The Siarad corpus of Welsh-English bilingual speech was recorded and transcribed between 2005 and 2008 as part of a research project funded by the Arts and Humanities Research Council (AHRC), entitled ’Code switching and convergence in Welsh: a universal versus a typological approach’. The main theoretical aim of the project was to test alternative models of code switching with Welsh-English data. The title of the corpus, Siarad is the Welsh word for speaking.
The corpus consists of 69 audio recordings and their corresponding transcripts of informal conversation between two or more speakers, involving a total of 153 speakers from across Wales. Participants were recruited via a variety of methods, including advertising, approaching visitors at a Welsh-language cultural event, and using the research team’s extended social network. In total, the corpus consists of 452,116 words of text from 40 hours of recorded conversation. The transcriptions (in CHAT format) are linked to the digitized recordings through sound links at the end of each main tier. Most recordings were in stereo, and made using radio microphones and a Marantz hard disk recorder.

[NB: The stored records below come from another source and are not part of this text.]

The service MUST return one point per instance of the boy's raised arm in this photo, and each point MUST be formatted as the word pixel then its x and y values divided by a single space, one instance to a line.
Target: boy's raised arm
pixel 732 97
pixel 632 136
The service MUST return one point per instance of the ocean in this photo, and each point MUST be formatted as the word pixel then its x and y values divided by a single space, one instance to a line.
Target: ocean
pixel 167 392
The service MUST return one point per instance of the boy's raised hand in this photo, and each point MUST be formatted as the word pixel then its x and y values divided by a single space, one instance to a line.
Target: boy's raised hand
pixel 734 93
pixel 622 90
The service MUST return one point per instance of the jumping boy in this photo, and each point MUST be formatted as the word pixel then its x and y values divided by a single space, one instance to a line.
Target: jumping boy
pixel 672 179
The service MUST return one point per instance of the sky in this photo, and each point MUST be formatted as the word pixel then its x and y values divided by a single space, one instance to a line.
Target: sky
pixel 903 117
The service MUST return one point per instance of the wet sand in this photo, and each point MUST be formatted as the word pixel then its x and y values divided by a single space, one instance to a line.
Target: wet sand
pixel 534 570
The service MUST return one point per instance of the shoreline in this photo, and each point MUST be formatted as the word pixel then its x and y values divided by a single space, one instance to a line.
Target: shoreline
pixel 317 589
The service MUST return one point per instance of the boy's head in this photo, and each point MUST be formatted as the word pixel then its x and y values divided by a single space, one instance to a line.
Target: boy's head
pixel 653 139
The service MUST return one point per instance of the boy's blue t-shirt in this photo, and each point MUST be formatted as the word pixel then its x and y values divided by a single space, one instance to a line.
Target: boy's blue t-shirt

A minidisk recorder was also occasionally used, meaning that some recordings are in mono mode.
The recordings were made at a place convenient for the speakers, e.g. at their homes, workplaces or at the university. After setting up the equipment the researcher would leave the speakers to talk freely with one another. The first five minutes of all recordings after the point when the researcher left the room have been deleted. In some cases the researcher re-entered briefly during the recording. These sections have not been transcribed, but notes have been made in the relevant parts of the transcripts.
At the end of each recording all participants were asked to fill in questionnaires providing background information regarding their age, gender, location of places lived, etc, in order to provide information for sociolinguistic analysis. They were also asked to sign consent forms giving permission for their recording and its transcript to be used for research purposes and to be submitted to online linguistic archives. The consent form included the provision that the names of speakers and other people named in the recording would be replaced by pseudonyms in the transcript. In the case of children of 16 years or younger, a parent or guardian also signed the consent form.
When using these data, please refer to the corpus as the Bangor Siarad corpus, and provide a link to the website from which you accessed the corpus.